In March I told you about my recent adventures in sour dough bread. I've been playing since then and wanted to update you on what I've done.
When I was visiting my daughter in Maine this spring, I learned the art of sour dough flat bread. It is even easier than making loaves, although it does take a little time to roll out the dough. With 7 of us eating it, I was making it almost every day.
I came home and made some for my husband. It was definitely a hit and we discovered that after a day or two the flat bread got a little crispy and it would work well as crackers, too. So I've been making flat bread quite often now. One new thing I added to Chase's method was to put my wire cooling racks on the oven shelves. To bake flat bread, you lay the pieces directly on the oven shelf. What happened, at least for me, was many unusually shaped pieces as the dough sagged between the bars on the shelf. The bars on the cooling racks are much closer together, so my flat bread is actually flat on one side. And an added bonus - many of them will puff up like pitas and you can stuff them.
The next variation I tried was anadama. I simply added the molasses and corn meal and egg from my regular anadama bread recipe, cutting back on the flour and water proportionally. It tasted good, but was a bit too dry, so I'll add back some of the water the next time. And apparently I forgot to take a photo of that one.
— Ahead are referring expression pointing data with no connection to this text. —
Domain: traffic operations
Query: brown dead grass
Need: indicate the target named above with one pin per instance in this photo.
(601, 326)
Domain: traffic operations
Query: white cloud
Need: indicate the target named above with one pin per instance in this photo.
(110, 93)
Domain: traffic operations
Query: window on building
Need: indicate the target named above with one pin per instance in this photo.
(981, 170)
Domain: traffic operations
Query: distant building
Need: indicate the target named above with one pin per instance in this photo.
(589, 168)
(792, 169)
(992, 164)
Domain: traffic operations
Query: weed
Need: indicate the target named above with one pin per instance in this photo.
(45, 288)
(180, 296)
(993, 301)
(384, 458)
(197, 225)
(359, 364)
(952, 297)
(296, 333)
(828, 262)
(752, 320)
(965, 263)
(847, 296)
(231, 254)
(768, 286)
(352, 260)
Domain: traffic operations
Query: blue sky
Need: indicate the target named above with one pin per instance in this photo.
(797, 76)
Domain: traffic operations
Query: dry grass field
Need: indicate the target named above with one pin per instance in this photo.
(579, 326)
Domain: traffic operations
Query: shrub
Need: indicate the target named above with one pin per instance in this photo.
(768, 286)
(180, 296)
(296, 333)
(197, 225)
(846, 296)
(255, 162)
Then I tried cinnamon raisin. Yummy! The recipe I used for that had the mixing part happen in the bread machine and then you baked it in a loaf pan. I had a lot of trouble getting it out of the loaf pan, so next time I will just form it and bake it on a cookie sheet. Bad blogger that I am, I can't find the recipe on line again to share; I'd written it down on a sheet of paper without the URL.
And then there is rye. I love rye bread but I've never been able to make a very good loaf of it. Rye flour, unlike wheat flour, has no gluten. Gluten is what helps the bread rise. Even adding gluten and using lots of yeast, my previous attempts have been less than stellar. But with sourdough, I seem to have found a solution. I admit to being a coward, though. According to the recipe, if you allow the rye flour, mixed with the sour dough starter, to stand at room temperature for a while - 6 hours to overnight - you shouldn't have to add the extra yeast. I've made rye as both a loaf and flat bread and let it sit, but also added the extra yeast. It has turned out very well.
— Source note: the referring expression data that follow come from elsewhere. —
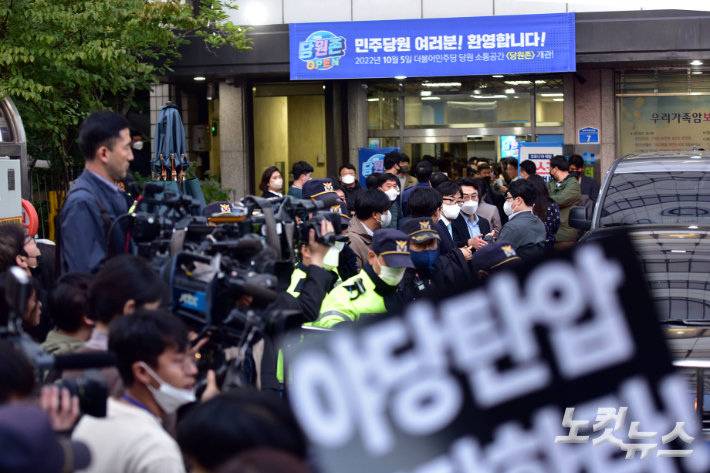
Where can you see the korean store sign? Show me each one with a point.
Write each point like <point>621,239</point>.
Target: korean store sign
<point>433,47</point>
<point>544,369</point>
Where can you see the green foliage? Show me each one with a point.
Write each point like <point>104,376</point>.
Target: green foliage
<point>62,59</point>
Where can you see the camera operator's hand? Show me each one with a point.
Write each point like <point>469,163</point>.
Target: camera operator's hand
<point>63,412</point>
<point>318,250</point>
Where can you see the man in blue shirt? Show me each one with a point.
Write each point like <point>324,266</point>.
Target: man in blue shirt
<point>422,172</point>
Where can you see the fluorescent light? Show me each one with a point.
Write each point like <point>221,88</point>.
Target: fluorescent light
<point>441,84</point>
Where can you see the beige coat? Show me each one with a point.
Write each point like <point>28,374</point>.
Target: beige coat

An added bonus of exploring these new sour dough recipes is finding an internal temperature which tells you that the bread is done - somewhere between 180 and 190 degrees. Getting the very center of my sour dough loaves completely cooked has been a challenge for me, as they will test done and then still be wet in the middle. But now I have learned to cover them with foil about halfway through the baking time and test for doneness with a thermometer and eliminated wet centers.
And one more variation. My regular sour dough bread recipe makes a great pizza crust.